Photo du rédacteur: Gaultier BoivineauGaultier Boivineau

    J’ai visité il y a quelques semaines l’exposition Ongoing Reflexion — You, Me, So Many, de Tarik Kiswanson au Collège des Bernardins. L’installation m’a frappé par sa légèreté : trois étranges cages de forme allongée semblant flotter dans l’espace, faites d’un métal flexible et miroitant, dont les lignes verticales se fondaient dans celles des colonnes de pierre alentours. Somme toute, une intervention délicate et peu intrusive, qui permettait même aux visiteurs non férus d’art contemporain d’apprécier l’ancienne sacristie dans toute la pureté de son architecture gothique. À la sortie de ma visite, j’interroge une médiatrice chargée de répondre aux questions des visiteurs et de recueillir leurs impressions. Elle est formelle : la réception est mitigée. Une partie du public déplore la présence de ces œuvres qui seraient peu en accord avec l'esprit du lieu, et surtout, dont elle ne saisit pas l’intérêt. Il est vrai que pour beaucoup d’amateurs de patrimoine ancien, l’art contemporain n’a tout simplement rien à voir avec une quelconque forme d’art. Où est donc la passion du créateur, la trace du pinceau et du burin, la force du génie, l’inspiration transcendant les gestes de l’artiste ? Où sont tous ces indices qui permettent de distinguer, aux yeux du plus grand nombre, l’objet artistique du reste de la production humaine ? Sûrement pas dans les cages suspendues de Tarik Kiswanson, en tout cas.
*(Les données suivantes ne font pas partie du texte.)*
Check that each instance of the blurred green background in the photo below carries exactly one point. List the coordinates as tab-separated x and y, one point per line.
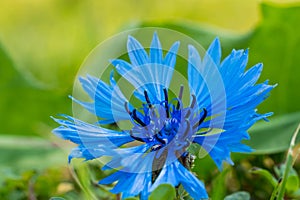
43	43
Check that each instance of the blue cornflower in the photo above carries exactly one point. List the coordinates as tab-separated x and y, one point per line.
222	108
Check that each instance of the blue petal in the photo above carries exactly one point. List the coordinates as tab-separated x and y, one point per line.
221	144
108	99
93	141
148	74
156	50
213	53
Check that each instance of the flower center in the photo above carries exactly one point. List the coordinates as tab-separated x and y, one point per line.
160	123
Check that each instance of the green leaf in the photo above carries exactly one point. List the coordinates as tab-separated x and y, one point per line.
25	104
265	173
273	136
218	185
286	168
238	196
163	191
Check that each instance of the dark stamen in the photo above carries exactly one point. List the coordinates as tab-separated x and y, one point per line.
166	103
187	129
135	117
126	108
191	106
193	101
147	99
160	140
179	97
136	138
201	119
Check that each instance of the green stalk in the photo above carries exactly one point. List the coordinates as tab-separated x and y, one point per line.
288	165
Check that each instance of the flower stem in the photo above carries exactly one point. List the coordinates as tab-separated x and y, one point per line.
288	165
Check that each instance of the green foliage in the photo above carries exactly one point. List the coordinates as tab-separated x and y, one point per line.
26	105
274	136
27	163
238	196
164	191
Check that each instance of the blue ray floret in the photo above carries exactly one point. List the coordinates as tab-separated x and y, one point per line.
223	100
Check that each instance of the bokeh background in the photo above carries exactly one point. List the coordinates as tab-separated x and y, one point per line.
43	44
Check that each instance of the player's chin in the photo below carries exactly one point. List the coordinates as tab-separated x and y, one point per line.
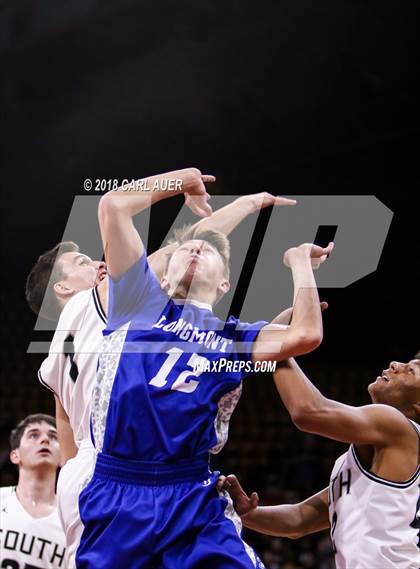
374	390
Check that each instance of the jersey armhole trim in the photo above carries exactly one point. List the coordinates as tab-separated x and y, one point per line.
380	480
98	305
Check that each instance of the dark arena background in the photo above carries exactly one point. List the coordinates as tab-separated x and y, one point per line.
294	98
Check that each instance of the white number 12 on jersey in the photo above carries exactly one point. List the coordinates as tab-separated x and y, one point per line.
183	382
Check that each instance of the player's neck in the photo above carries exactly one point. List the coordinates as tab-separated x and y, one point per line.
102	289
36	488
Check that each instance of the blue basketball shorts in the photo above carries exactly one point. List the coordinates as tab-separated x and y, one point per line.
145	515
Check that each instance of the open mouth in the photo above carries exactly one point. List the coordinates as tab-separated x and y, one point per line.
100	275
384	377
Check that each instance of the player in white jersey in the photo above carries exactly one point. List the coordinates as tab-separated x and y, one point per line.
31	535
70	369
372	502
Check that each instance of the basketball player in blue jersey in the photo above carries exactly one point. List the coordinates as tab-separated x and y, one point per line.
372	504
64	277
152	501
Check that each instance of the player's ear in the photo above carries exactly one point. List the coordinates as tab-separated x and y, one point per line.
62	291
224	287
14	456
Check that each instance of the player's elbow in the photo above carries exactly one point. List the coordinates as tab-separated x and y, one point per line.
306	341
108	206
305	417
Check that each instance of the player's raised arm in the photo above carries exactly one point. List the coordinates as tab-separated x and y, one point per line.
121	241
276	342
286	520
377	425
223	220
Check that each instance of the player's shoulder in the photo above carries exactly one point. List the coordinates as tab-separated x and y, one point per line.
392	420
6	491
78	307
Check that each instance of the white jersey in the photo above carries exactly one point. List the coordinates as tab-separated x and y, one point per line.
25	541
374	523
70	368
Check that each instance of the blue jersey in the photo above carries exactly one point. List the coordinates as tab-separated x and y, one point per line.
159	395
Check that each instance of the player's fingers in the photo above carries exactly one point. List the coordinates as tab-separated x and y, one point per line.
324	305
235	486
278	200
329	249
254	499
208	178
198	205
    L'étendue de ce conflit autour de l’art contemporain est en fait considérable. Je ne compte plus le nombre de personnes m’ayant confié leur détestation de l’art actuel. Parmi les critiques les plus fréquentes : le désengagement de l’artiste du processus créatif, l'absence de technicité mise en œuvre, les dérives financières, le manque d’éthique de la part des créateurs, la prévalence d’un discours parfois douteux venant « tout justifier » à posteriori, voire même la pure et simple arnaque. Les polémiques sur le sujet sont quasiment quotidiennes, dans la mesure où les artistes poussent toujours plus loin leurs désirs de transgression, durcissant ainsi la position des défenseurs et des détracteurs de l’art contemporain. Dans une telle situation, peut-être n’est-il pas inutile d’essayer de comprendre ce qui est à la cause d’une discorde si profonde.
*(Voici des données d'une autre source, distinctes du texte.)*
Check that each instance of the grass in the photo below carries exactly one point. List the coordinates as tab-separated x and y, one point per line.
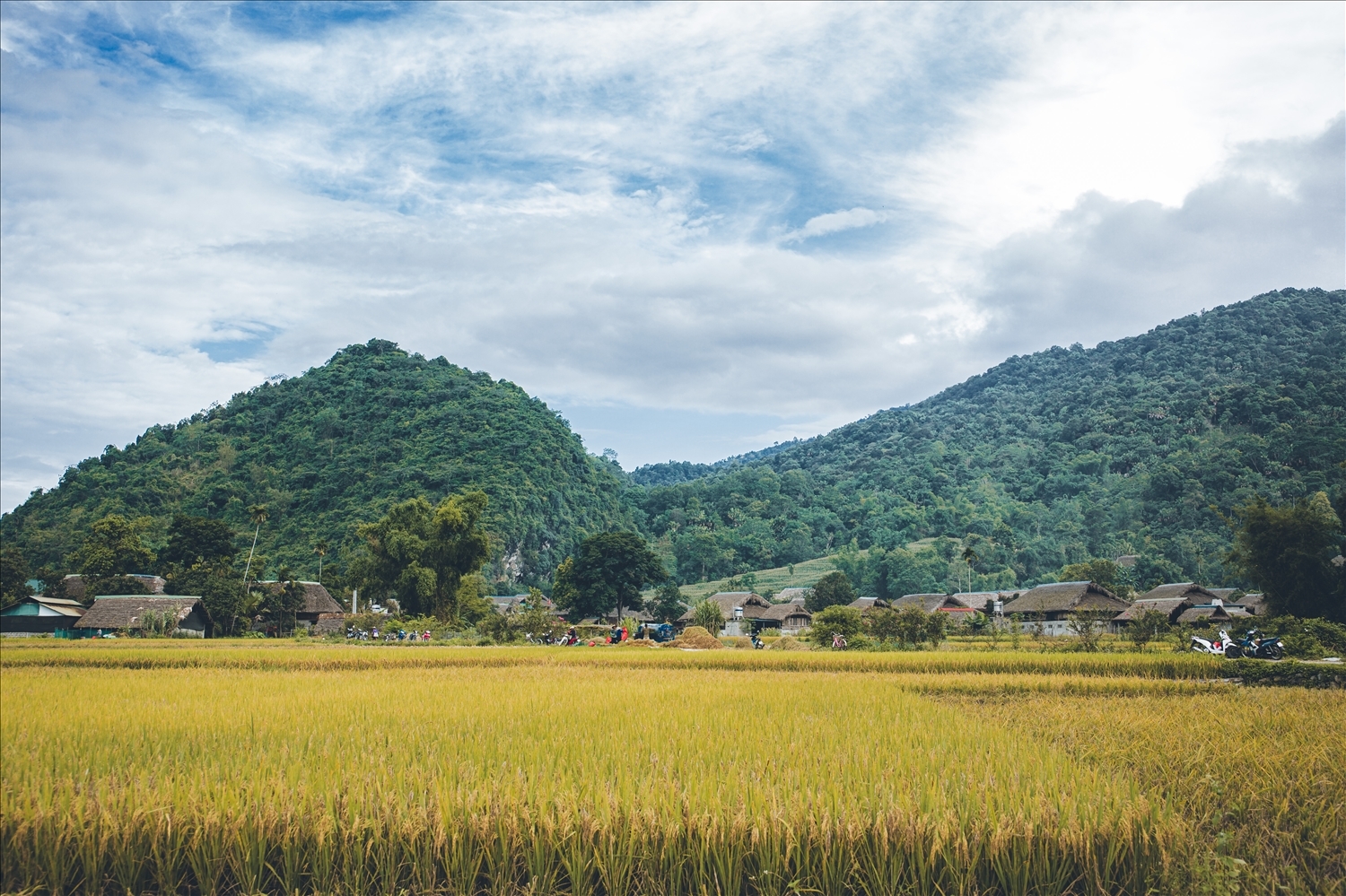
213	769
    L’une de mes récentes lectures m’est apparue à ce titre très éclairante, si bien que j’aimerais prendre le temps d’en expliciter ici quelques aspects. Il s’agit du fameux ouvrage Le paradigme de l’art contemporain, écrit par la non moins fameuse sociologue Nathalie Heinich. Si ses travaux sont parfois quelque peu snobés des historiens de l’art universitaires, peu conquis par son approche, ils n’en fournissent pas moins d’excellentes clefs de compréhension sur la question qui nous occupe aujourd’hui : pourquoi donc ne comprend-on rien à l’art contemporain ?


    L’un des premiers constats dressés par l’auteure est le caractère problématique de la notion « d’art contemporain ». Considéré dans son sens le plus courant, mais aussi le plus flou, le terme renvoie en effet à l’ensemble de la production artistique de l’époque dans laquelle nous vivons : est donc artiste contemporain tout artiste appartenant au temps présent. Toutefois, la présence de formes d’art très différentes au sein même de notre époque invite à dépasser cette définition chronologique. La diversité des artistes d’aujourd’hui témoigne en effet de l’existence simultanée de conceptions artistiques trop contradictoires pour être réunies sous une classification commune. Cette diversité conduit à une absence de consensus sur ce que doit être l’art, génératrice d’inévitables conflits. Pour en comprendre la nature exacte, Nathalie Heinich introduit la notion de « paradigme artistique », désignant une conception exclusive et normative de ce que doit être l’art, ainsi que de la manière dont il se pratique. Selon l’auteure, il faut concevoir dans l’histoire de l’art occidentale trois grands paradigmes artistiques : le paradigme classique, moderne et contemporain.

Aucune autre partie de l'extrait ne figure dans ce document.